Ghana Ambassador to South Korea
- In office 2006–2008
- President: John Kufour
- Preceded by: Edward Obeng Kufuor
- Succeeded by: Elizabeth Nicol

Ghana Ambassador to Mali
- In office 2002–2006
- President: John Kufour
- Preceded by: Theodosius Okan Sowa
- Succeeded by: Clayton Naa Boanubah Yaache

Personal details
- Born: Kwadwo Afoakwa Sarpong 1943 Gold Coast
- Died: January 9, 2008 (aged 64–65) Seoul, South Korea
- Alma mater: Prempeh College
- Occupation: Diplomat

= Kwadwo Afoakwa Sarpong =

Ghanaian diplomat

 Kwadwo Afoakwa Sarpong was a Ghanaian diplomat. He served as Ghana's ambassador to Mali from 2002 to 2006, and Ghana's ambassador to South Korea from 2006 until his death in 2008.

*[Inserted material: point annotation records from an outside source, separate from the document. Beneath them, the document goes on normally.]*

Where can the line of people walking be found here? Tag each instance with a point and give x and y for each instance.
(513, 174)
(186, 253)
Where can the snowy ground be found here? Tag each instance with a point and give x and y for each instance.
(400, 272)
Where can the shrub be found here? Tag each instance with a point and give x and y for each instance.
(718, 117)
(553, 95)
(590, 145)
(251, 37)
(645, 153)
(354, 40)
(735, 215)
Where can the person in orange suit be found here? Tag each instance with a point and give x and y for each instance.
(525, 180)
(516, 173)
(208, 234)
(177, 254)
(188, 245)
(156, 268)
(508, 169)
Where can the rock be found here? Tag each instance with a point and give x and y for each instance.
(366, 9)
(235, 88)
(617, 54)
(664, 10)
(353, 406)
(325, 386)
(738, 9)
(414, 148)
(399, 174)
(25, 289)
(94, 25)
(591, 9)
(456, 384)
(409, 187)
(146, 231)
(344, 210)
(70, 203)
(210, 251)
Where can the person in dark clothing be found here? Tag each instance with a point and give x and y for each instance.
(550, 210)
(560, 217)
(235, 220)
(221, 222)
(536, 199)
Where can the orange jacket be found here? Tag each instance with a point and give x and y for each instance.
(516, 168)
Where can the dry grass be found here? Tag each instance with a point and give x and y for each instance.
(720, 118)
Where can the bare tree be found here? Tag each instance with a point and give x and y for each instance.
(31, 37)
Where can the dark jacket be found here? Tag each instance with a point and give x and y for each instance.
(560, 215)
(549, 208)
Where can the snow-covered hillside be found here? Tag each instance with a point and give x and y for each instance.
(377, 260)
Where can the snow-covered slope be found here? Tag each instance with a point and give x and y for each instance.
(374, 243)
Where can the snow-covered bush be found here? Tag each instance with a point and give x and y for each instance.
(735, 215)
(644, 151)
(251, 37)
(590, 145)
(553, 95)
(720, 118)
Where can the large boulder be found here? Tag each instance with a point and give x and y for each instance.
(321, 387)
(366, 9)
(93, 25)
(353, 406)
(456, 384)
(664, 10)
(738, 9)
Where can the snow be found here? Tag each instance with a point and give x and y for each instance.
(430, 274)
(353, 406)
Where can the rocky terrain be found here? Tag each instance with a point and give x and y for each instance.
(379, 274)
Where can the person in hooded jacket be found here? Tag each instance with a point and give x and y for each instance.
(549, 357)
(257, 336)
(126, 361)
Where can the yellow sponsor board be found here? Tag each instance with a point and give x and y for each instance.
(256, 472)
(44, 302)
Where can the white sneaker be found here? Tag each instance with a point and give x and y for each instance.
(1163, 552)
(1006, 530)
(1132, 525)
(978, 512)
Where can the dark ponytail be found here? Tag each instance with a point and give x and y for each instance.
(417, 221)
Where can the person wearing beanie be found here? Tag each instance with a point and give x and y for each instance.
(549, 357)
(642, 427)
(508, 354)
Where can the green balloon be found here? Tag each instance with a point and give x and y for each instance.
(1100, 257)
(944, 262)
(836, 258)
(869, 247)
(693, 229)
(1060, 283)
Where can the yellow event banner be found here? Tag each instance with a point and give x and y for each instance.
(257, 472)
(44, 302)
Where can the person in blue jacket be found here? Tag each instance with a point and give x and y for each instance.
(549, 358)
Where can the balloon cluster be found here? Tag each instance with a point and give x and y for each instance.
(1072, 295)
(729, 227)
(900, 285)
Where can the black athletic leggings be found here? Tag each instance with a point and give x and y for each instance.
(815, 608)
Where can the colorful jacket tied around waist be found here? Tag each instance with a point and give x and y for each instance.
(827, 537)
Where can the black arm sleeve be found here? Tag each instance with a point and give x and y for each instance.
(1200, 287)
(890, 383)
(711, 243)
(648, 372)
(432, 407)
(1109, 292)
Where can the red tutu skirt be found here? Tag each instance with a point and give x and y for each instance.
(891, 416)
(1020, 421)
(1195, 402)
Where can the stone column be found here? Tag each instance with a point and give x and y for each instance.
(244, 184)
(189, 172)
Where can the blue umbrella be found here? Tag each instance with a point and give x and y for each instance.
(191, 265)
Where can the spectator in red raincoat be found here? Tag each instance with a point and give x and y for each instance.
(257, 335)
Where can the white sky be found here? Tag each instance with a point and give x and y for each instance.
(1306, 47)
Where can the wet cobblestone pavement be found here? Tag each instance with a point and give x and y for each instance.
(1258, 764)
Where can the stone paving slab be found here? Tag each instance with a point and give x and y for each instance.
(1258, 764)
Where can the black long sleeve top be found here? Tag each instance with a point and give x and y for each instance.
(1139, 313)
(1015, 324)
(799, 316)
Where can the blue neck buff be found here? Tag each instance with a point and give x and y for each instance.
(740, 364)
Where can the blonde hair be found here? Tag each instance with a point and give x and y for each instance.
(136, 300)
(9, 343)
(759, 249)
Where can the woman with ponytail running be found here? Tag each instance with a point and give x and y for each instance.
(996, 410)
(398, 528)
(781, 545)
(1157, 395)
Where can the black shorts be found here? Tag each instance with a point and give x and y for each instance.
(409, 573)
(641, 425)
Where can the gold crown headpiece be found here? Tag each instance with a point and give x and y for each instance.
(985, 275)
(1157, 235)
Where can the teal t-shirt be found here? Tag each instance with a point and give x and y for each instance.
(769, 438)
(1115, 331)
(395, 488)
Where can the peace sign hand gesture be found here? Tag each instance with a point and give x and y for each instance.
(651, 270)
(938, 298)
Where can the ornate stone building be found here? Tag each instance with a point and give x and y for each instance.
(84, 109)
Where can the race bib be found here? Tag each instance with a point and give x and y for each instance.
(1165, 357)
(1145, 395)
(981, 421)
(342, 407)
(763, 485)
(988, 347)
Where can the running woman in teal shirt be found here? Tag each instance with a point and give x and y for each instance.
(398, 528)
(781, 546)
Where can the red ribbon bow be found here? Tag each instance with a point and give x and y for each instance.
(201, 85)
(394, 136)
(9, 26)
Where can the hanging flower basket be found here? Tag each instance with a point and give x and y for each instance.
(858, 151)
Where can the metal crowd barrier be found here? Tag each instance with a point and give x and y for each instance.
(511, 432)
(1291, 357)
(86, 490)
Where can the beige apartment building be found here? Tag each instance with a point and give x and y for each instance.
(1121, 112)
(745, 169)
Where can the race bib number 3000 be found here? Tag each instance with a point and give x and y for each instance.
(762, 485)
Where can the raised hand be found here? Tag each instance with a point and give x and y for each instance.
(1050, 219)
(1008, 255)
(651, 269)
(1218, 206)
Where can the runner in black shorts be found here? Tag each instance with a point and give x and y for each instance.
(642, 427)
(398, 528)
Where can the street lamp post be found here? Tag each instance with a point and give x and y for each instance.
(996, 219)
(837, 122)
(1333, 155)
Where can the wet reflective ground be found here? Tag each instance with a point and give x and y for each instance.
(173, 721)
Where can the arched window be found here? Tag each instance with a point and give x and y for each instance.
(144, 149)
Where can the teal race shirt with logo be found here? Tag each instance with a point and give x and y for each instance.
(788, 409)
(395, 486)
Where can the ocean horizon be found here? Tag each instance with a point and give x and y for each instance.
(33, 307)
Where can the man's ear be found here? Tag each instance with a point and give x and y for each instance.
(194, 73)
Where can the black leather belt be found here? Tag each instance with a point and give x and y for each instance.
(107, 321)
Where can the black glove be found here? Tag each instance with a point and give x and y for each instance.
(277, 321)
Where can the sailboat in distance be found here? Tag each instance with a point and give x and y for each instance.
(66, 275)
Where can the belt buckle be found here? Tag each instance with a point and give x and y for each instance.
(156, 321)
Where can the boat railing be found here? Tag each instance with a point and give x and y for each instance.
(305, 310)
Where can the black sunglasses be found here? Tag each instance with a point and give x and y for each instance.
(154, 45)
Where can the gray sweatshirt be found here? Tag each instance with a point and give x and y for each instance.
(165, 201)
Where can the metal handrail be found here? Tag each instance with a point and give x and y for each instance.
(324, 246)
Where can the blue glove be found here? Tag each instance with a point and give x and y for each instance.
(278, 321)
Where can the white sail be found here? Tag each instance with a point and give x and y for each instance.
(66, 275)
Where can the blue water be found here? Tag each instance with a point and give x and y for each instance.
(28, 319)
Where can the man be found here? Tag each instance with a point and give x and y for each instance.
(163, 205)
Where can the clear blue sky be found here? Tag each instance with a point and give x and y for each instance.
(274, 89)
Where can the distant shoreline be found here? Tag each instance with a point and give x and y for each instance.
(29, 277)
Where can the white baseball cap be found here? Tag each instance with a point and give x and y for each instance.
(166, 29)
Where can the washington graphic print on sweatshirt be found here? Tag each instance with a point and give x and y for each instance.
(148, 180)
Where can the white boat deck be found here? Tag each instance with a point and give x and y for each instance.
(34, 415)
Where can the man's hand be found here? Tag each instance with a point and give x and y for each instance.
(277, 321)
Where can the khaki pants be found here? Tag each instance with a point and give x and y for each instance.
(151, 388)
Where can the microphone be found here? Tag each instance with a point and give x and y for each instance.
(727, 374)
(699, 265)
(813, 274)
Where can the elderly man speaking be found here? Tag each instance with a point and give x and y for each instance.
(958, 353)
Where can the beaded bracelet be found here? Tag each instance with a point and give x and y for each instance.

==Early life and education==
Sarpong hailed from Essieniepong, a farming community near Ejisu in the Ashanti Region of Ghana. He was born in the Gold Coast in 1943. He had his secondary education at Prempeh College, and studied marketing at the Modern Training in Management and Salesmanship Ltd. at Surpass House, Harrison Street London from 1969 to 1970.

==Career==
Sarpong began as a teacher at St. Joseph Middle School in 1962. He later worked as a banker with the Kumasi and Konongo branches of Barclays Bank until 1969.
After his studies abroad, he returned to Ghana in 1971 to establish his own private import and export company. He also served as an executive of Bontum Investment Ltd. in Kumasi, a private company that deals with general merchandise and industrial elements from 1971 until his ambassadorial appointment in 2002.

On 19 October 2002, he was appointed Ghana's ambassador to Mali. He became Ghana's first ambassador to Mali following the re-opening of the diplomatic mission in 2002. The mission had been closed since April 1983. He presented his credentials on 25 October 2002 and served in this capacity until 29 January 2006. After his service in Bamako, he was appointed Ghana's ambassador to South Korea in that same year. He held this appointment until his death in 2008.

==Personal life and death==
Sarpong died in Seoul in the early hours of Wednesday 9 January 2008 after falling into a coma for about two months. He was survived by his wife, Constance Sarpong, and five children.